BR: My doctorate was devoted to the inception of American ecological art in the 1960s and its development over three decades. This little-known movement has been overshadowed by Land Art, with which it is often erroneously compared. I undertook to write a critical history of this art movement in conjunction with that of American environmentalism in order to show the relevance of these practices, even if they had their problems.

In parallel with this work as a historian, I began to be interested in contemporary ecological practices (both artistic and curatorial) and to question their performance on the ecological and political levels. This led me to organize Acclimatation, with the Centre d’art de la Villa Arson in Nice in 2008; it was my first exhibition on the issues of artificial nature – or, as I call it, humanature. All of the spaces were devoted to an intuitive, and implicit, very versatile narrative built through works by about thirty artists, some of them clearly engaged in ecological issues and others without a position. The ethical stance of this exhibition was to not try to be a science museum or be dogmatic, so that the public had the freedom to apprehend things of nature. The fundamental mechanism of my exhibitions is the deconstruction of the public’s presumptions – the expectations generated by certain keywords, such as “nature” and “ecology.” Therefore, my second exhibition, Rehab, at the Fondation EDF in Paris in 2010, worked with the notion of recycling in the same way. As soon as the word “recycling” is uttered, everyone has a preconceived idea about it. I wanted to pick apart this mechanism and ask people to consider the fact that recycling is not always so very virtuous on the ecological level. We continue to be huge consumers of bottled water because the thought that the bottles will be recycled is reassuring. But recycling uses a lot of energy and requires a lot of water. An artwork by Tue Greenfort, 1 kilo PET, explained it perfectly.

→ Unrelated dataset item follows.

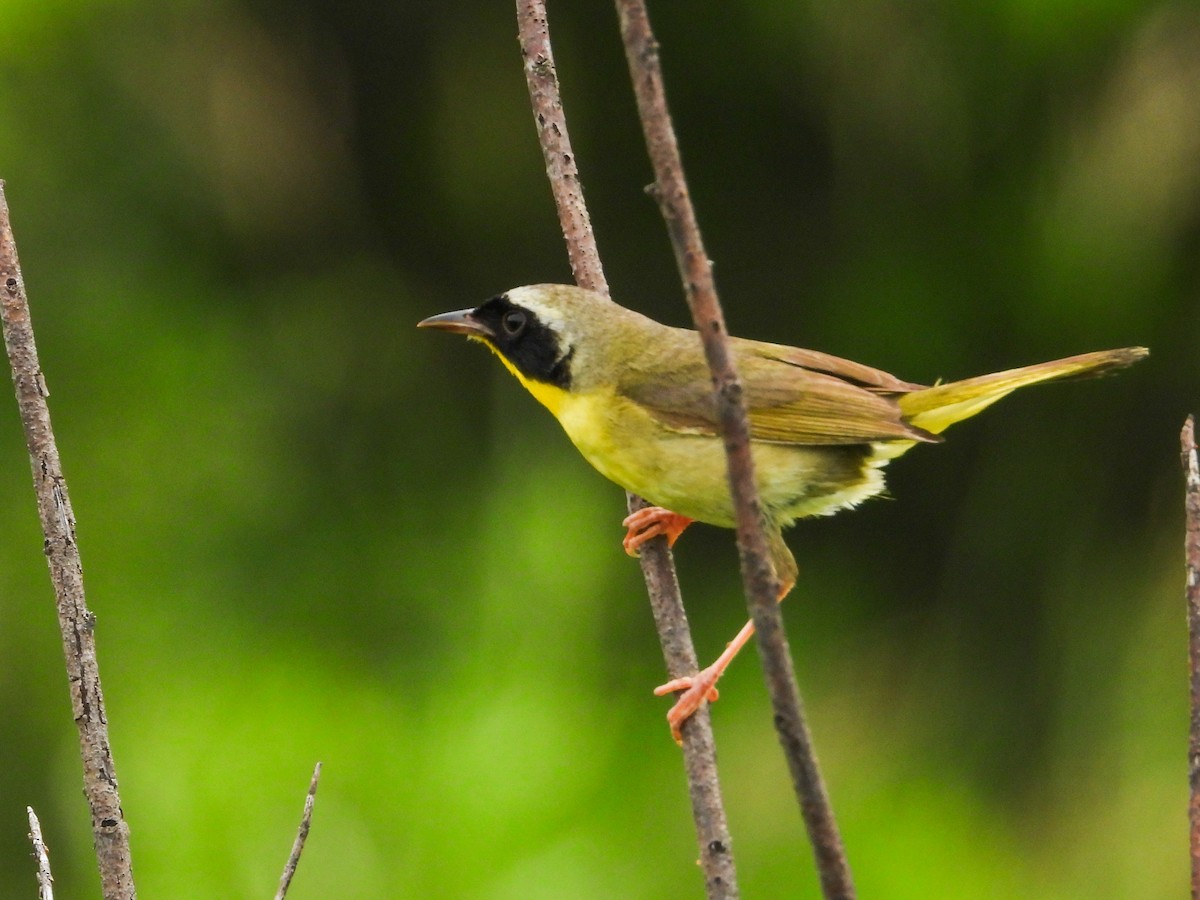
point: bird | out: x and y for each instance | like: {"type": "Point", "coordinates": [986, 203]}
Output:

The Edge of the Earth in Toronto works on a similar principle. Climate change, whether you believe in it or not, almost involuntarily evokes images and ideas among visitors. People think they know what might be exhibited in a show devoted to climate change. They have information; they expect certain standard presentations (images of catastrophe, “National Geographic” moments showing the resiliency of nature). But at the dawn of the Anthropocene Era, the geological period in which humans have become a considerable disruptive force at the telluric scale, it seemed to me that we should change visual paradigms…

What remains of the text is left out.